Wednesday, September 22, 2010
I think I finally get Reality TV
When the whole reality tv things reared its ugly head I wound up being (at least I felt like) I was the only person on the world who didn't get what the heck the attraction was.
People surviving on dessert islands, trying to lose weight, singing on tv, dating. It just kind of left me wondering Huh?
But that was until I started watching hoarders.
Hoarders for anyone who hasnt seen it yet, Is basically the pornography of the home improvement set. It features people who are messy, (very very messy). food that is years out of date, dead cats, animal feces. Child Protective Services.
Bery very messy.
Now I am a fan of home improvement shows, I have been for years.
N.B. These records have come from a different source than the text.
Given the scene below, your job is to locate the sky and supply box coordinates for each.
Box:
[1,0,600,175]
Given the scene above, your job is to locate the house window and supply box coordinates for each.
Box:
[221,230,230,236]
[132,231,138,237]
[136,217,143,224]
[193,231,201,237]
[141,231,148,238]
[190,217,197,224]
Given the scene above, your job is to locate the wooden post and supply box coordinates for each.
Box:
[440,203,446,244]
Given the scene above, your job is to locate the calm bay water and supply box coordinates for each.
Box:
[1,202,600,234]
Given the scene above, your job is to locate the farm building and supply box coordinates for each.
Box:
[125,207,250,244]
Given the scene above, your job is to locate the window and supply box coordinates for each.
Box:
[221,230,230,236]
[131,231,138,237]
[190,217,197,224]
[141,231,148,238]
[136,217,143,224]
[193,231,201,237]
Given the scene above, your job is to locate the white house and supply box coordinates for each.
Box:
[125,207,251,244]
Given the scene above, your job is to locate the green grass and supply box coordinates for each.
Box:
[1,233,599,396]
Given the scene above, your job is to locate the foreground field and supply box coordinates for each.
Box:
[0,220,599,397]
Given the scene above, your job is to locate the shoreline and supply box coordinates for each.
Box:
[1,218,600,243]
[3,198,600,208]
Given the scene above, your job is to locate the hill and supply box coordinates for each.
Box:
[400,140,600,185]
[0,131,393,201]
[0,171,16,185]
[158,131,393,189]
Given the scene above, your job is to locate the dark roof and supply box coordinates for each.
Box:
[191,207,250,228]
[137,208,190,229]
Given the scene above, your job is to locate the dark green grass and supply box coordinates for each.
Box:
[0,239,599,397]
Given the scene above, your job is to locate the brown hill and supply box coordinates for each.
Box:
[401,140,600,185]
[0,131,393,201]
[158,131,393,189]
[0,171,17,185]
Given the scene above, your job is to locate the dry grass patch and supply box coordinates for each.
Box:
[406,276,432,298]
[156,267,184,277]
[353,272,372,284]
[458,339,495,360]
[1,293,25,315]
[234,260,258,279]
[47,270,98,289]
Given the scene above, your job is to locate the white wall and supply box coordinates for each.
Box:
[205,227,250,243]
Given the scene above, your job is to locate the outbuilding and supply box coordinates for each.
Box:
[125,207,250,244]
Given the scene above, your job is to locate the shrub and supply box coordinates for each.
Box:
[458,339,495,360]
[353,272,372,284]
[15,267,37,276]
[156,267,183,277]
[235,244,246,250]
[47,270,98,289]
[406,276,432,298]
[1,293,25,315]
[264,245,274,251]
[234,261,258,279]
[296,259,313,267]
But my big complaint was always why do they have to focus on the people, cant they just show how to replace that sink?
But with hoarders, I am fascinated by the interactions. Mostly between the hoarders and their equally damaged enabling spouses, children, and other significant others.
You see I was married to one of these nuts for a long time. She wasn't a hoarder in the way these guys are, but her attitude was the same, the narcissm, the my way or the highway attitude, the pulling out all of the emotional stops to get their way.
I see these power struggles of my marriage played out once a week.
But I dont think the whole thing is masochistic, in an odd sort of way, I think its empowering. I experience those feelings of anger, of frustration, and them I can sort of sit back and say to myself that I have overcomed that, I have moved on. I have conquered that problem.
So that I think is the fascination of reality tv, it gives a chance to relive our emotional memories. To feel things that we haven't felt before.